The Autocar piece points to the Riley Elf/Wolseley Hornet twins as (ahem) pathfinders; booted and tiaria-ed Mini’s that were produced alongside the 1960’s icon, going as far as suggesting the Riley name – (now owned by BMW by the way) – could be revived. You do have to wonder about Autocar sometimes, because given where the car is likely to be aimed, such a move would be a nonsense. But a more compelling antecedent is that of BMC’s 1962 ADO16 1100 – really a larger three volume Mini saloon, even if it didn’t much look it by the time Pininfarina replaced Alec’s sackcloth. Indeed, it could even be said that Carrozzeria Michelotti paved the way further still with their 1972 Austin Apache/Authi Victoria, a not unattractive amalgam of ADO16 and Triumph Innsbruck 2000 styling features that was sold for a time in South African and Spanish markets.
Anyway, given just how far from Kansas brand MINI now finds itself, a four door, three volume derivative is as likely to be at least as plausible as anyone’s retro roadster. Not only that, it’s also likely to sell in far greater volumes. The market for 2-seaters is in terminal decline whereas the one for compact upmarket saloons remains strong, not only in the markets the car is intended for, but also in Europe. BMW themselves are readying a compact 1-Series Saloon to be sold (initially at least) exclusively in China. This car could conceivably form a direct basis for a MINI saloon and could easily be built in the same plant, giving BMW a compelling business case, if nothing else.

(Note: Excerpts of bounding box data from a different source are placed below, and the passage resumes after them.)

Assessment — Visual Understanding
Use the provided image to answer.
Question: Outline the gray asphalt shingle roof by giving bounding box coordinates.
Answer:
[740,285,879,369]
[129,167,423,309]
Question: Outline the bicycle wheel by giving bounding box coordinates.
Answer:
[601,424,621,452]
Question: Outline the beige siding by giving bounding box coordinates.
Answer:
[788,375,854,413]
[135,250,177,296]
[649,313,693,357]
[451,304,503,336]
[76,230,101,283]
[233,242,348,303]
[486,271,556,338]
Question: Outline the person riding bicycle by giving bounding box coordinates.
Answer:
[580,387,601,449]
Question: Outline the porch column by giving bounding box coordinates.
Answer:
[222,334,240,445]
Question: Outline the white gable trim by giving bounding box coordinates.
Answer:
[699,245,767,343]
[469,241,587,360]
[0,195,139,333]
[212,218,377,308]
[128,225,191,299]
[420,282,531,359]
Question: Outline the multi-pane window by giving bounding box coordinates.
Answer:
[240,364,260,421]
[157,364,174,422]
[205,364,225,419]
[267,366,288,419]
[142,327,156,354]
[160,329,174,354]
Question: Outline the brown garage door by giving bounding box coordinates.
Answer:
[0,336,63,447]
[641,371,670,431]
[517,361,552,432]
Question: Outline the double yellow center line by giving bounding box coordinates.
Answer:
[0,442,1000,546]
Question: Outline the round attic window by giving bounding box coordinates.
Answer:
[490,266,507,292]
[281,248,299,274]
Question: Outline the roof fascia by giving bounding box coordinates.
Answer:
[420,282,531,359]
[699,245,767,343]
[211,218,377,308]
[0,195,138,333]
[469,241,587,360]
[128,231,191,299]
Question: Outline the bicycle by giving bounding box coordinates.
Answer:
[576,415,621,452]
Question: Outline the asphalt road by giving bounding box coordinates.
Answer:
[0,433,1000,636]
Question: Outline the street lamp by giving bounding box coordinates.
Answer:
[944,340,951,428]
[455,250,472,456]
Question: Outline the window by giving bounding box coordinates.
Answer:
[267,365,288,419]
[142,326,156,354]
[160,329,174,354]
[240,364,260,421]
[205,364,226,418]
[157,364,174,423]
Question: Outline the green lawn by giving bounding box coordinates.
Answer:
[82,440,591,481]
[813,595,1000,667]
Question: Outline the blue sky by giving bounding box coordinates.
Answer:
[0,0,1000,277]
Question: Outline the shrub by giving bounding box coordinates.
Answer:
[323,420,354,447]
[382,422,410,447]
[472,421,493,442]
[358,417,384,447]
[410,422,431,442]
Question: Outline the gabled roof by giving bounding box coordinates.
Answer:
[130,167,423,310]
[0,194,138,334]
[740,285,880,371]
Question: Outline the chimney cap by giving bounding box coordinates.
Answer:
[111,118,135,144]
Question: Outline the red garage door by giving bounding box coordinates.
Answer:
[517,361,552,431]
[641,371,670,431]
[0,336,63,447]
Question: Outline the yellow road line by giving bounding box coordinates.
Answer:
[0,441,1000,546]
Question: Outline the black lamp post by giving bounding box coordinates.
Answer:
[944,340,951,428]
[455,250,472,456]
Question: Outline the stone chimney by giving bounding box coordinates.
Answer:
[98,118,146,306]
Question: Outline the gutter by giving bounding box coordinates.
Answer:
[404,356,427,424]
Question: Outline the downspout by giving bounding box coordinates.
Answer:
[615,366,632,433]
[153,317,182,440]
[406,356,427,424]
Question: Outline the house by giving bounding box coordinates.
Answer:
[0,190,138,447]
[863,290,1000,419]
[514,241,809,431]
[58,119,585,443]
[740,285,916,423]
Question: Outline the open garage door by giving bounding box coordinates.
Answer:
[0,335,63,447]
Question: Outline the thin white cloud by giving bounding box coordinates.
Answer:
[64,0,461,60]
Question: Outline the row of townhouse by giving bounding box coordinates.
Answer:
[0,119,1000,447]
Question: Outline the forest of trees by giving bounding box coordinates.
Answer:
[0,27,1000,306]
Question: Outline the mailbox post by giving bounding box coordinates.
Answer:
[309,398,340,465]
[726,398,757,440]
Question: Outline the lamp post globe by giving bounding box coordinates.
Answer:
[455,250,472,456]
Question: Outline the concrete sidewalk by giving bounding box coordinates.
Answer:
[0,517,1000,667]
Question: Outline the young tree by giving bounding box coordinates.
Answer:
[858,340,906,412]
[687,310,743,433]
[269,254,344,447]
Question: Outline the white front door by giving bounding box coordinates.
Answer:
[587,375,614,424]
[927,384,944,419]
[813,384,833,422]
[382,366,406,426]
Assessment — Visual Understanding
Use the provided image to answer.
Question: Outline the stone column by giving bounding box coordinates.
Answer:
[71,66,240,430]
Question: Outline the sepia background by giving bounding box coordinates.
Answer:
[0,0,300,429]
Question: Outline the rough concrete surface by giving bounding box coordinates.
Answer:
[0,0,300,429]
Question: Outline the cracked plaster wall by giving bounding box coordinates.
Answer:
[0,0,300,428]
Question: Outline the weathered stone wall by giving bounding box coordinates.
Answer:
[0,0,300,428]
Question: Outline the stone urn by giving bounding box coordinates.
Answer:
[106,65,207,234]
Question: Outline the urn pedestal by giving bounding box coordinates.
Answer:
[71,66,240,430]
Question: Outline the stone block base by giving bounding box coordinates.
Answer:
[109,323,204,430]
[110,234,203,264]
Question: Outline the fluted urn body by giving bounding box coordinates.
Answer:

Frankly, I don’t see why not. In order to seriously earn its keep within the group, MINI needs to be approaching volumes of 500,000 cars a year, and with BMW’s core range now said to be approaching the limits to potential expansion, Cowley must step into the breach. With the forthcoming Countryman fulfilling the crossover role, perhaps the only other opening with potential for a decent return is a saloon. Because in the current environment, brand MINI can (and most likely will) embody anything – the abiding factor simply being that it sells – and they can sell it to us, which may of course prove the trickier part.